SAVE OUR NATION (Hentikan Privatisasi atas Hajat Hidup Rakyat!)

(Pernyataan Sikap FPR Bandung terhadap Kedatangan SBY dalam Agenda “Pertemuan Parlemen Asia

Selasa, 8 Desember 2009)



Masifnya keikutsertaan pemerintah Indonesia dalam pertemuan-pertemuan internasional, seperti forum G-20, ADB, APEC, hari ini Parlemen Asia, dll, sesungguhnya tak mampu menjawab akar permasalahan rakyat Indonesia, bahkan pada hakekatnya semakin merampas penghidupan rakyat dengan kebijakan-kebijakan negara yang tidak berpihak pada rakyat, dan sekadar menyelamatkan para investor asing, tuan-tuan tanah, kapitalis birokrasi dll, yang jelas-jelas merampok kekayaan negeri ini.

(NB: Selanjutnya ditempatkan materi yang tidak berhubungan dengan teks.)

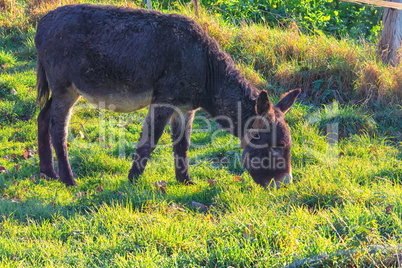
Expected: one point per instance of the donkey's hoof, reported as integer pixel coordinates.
(48, 175)
(187, 182)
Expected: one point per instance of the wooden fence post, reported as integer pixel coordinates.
(391, 36)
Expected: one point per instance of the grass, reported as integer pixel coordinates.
(344, 209)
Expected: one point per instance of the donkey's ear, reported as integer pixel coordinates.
(288, 100)
(263, 104)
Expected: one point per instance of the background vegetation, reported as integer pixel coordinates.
(344, 208)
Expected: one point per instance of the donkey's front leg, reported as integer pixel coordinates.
(181, 125)
(152, 130)
(46, 164)
(63, 101)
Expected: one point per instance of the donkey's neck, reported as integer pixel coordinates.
(233, 104)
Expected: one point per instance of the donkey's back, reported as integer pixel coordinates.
(122, 58)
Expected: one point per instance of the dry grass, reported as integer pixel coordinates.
(324, 67)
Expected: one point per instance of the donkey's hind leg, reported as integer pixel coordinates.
(181, 131)
(152, 130)
(46, 164)
(64, 99)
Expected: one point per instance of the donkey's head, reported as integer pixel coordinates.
(267, 144)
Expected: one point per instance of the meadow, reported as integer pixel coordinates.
(344, 208)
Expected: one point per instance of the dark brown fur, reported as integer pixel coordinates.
(107, 50)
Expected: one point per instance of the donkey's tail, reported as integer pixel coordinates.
(42, 85)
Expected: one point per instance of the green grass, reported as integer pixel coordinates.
(344, 208)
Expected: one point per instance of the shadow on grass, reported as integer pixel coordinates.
(19, 203)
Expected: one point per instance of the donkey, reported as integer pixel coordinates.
(127, 59)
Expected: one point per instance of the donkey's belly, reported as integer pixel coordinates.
(118, 101)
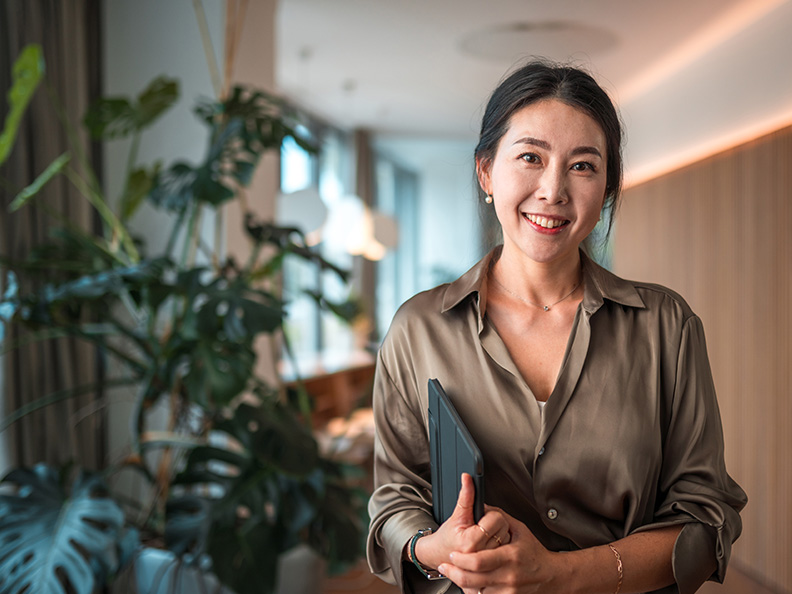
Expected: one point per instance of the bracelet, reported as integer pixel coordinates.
(619, 568)
(430, 574)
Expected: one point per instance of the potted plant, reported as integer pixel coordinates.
(238, 477)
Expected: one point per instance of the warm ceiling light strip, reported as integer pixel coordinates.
(657, 168)
(740, 17)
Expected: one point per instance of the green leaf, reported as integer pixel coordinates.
(51, 543)
(110, 117)
(28, 72)
(29, 192)
(173, 189)
(155, 100)
(189, 521)
(118, 117)
(161, 572)
(219, 371)
(10, 302)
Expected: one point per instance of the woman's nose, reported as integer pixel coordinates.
(552, 185)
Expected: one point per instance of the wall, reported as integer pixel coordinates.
(719, 233)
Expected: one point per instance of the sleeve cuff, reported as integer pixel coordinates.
(697, 557)
(394, 536)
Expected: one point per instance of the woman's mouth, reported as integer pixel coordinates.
(545, 222)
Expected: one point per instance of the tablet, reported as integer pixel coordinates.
(452, 451)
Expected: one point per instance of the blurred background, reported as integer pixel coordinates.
(392, 94)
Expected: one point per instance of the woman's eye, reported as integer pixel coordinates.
(530, 158)
(583, 166)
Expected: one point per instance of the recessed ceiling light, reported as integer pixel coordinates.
(558, 40)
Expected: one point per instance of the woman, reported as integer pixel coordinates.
(590, 396)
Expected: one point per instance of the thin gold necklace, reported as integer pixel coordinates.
(524, 300)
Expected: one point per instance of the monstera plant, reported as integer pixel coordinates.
(238, 475)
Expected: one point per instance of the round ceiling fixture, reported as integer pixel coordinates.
(558, 40)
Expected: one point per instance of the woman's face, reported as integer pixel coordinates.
(548, 181)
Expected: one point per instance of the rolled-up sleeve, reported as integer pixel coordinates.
(694, 487)
(401, 503)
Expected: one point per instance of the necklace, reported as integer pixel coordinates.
(524, 300)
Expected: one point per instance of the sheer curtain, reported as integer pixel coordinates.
(69, 32)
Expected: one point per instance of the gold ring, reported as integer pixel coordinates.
(487, 534)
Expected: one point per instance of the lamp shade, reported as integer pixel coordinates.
(303, 209)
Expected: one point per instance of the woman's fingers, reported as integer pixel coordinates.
(494, 528)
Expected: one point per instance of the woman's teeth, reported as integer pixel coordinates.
(546, 223)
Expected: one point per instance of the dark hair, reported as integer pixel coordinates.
(538, 80)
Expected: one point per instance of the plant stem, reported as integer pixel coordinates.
(108, 216)
(206, 40)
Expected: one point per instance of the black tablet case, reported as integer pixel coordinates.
(452, 451)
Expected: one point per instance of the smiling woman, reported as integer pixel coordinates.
(589, 396)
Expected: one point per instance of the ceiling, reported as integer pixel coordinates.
(425, 67)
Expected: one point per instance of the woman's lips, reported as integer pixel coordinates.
(546, 224)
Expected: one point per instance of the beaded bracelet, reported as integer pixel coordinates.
(429, 574)
(619, 568)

Hingga detik ini, setiap janji perubahan yang diberikan pemerintah tak lebih dari bualan semata. Kegagalan demi kegagalan yang dihadapi pemerintah mengindikasikan bahwa mereka tidak memahami dengan benar persoalan rakyat. Perkembangan terakhir, pertumbuhan eskpor barang mengalami minus hingga 13,9 persen, sedangkan pertumbuhan ekonomi selama setahun ini hanya bergerak pada angka 4,3 persen. Peningkatan utang pemerintah di sisi lain juga menunjukkan jumlah yang semakin besar, 16,5 persen dari RAPBN tahun 2010 akan digunakan untuk membayar angsuran bunga hutang. Angka yang cukup fantastis jika dibandingkan dengan alokasi yang dianggarkan oleh pemerintah untuk dana bantuan social yang hanya sebesar 9,9 persen. Maka pada akhir tahun ini Tarif Dasar Listrik pun akan dinaikkan. Hal ini jelas menjadi jawaban atas pertanyaan, “kenapa rakyat kita miskin di tengah kekayaan alam yang melimpah?” inilah bukti bahwa pengusaan tanah oleh pemerintah dan tuan tanah klasik yang hanya berorientasi eksport bahan mentah, menyebabkan kehidupan buruh tani terbelakang dan berdampak pula pada industri dalam negeri yang hanya menjadi industri rakitan dan manufaktur yang bersandar pada infestasi asing sehingga mudah bangkrut dan menindas buruhnya dengan ketentuan outsourcing dan kerja kontrak.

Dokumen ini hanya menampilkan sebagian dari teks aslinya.